Strategic Optionality
Municipal franchise relationships often include exclusivity within a service territory, creating a long-term moat. Hyperscale relationships, while lucrative, are more transactional and at risk of hyperscalers building their own generation assets.
Regulatory and Political Exposure
Data centers in the Southwest face significant and growing regulatory scrutiny, air quality permitting (RICE NESHAP, Title V), water use, grid interconnection queues, and local land use approval. There is significant exposure to the permitting risk for customer projects, especially as communities become more active in resisting these projects and moratoriums become more commonplace. Municipal service is a regulated construct, slower to change, politically exposed, but backed by the state utility regulatory framework.
The most critical variable is whether the power generators are regulated utilities or merchant generators. Regulated utilities have a fiduciary obligation to serve municipal load, and they can't simply redirect capacity. Merchant generators have full optionality, and the hyperscale case is a substantially cleaner financial story.
TRICO is a partial-requirements member of Arizona Electric Power Cooperative (AEPCO) and receives most of its energy and capacity from AEPCO. AEPCO is a not-for-profit generation and transmission (G&T) cooperative providing wholesale power to six member distribution cooperatives in southern Arizona. AEPCO is not a merchant generator. It operates at cost-of-service for the benefit of its member co-ops (including TRICO), not to maximize margin in a competitive wholesale market. Now, whether it has the will/desire to expand its capacity for these consumers if its members request is a separate question, but at least the existing supply, in its current form, appears protected.

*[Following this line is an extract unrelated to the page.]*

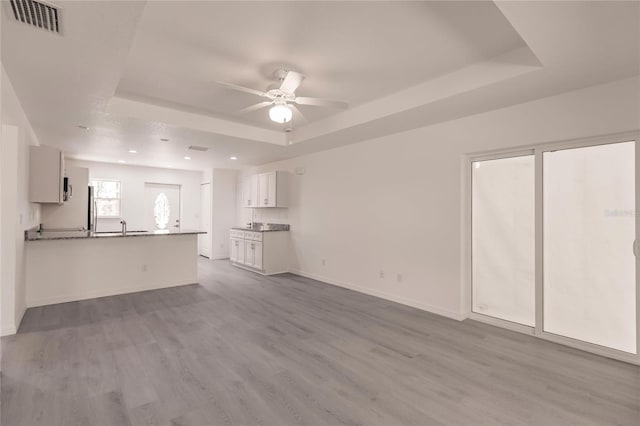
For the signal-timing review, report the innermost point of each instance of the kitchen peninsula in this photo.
(77, 265)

TRICO would need to procure new supply to support the Marana Data Center project, likely through new AEPCO contracts, PPAs with third-party generators, or its own new generation assets. That procurement would flow through the cooperative governance and potentially ACC review, rather than be a unilateral commercial decision, which is crucial. It provides members with visibility and a say in the process, both of which are essential. It becomes essential that we monitor the process from TRICO, identify the third-party generators, and categorize them, because that is the essential exposure here.
TEP is a separate issue at the moment, and with the new Franchise Agreement in flux, understanding it in detail is essential; the outcome of the vote (November 2026 I believe) is critical.
While none of this is a guarantee one way or the other, the thought experiment is at least valuable for exploring where potential holes might exist, enabling a decision like the one that appears to be happening in Tahoe to happen here in Southern Arizona. As Seneca said, "luck is what happens when preparation meets opportunity," and in this case, if we understand how these decisions are made and the processes involved, we know what we can do to influence or counter them.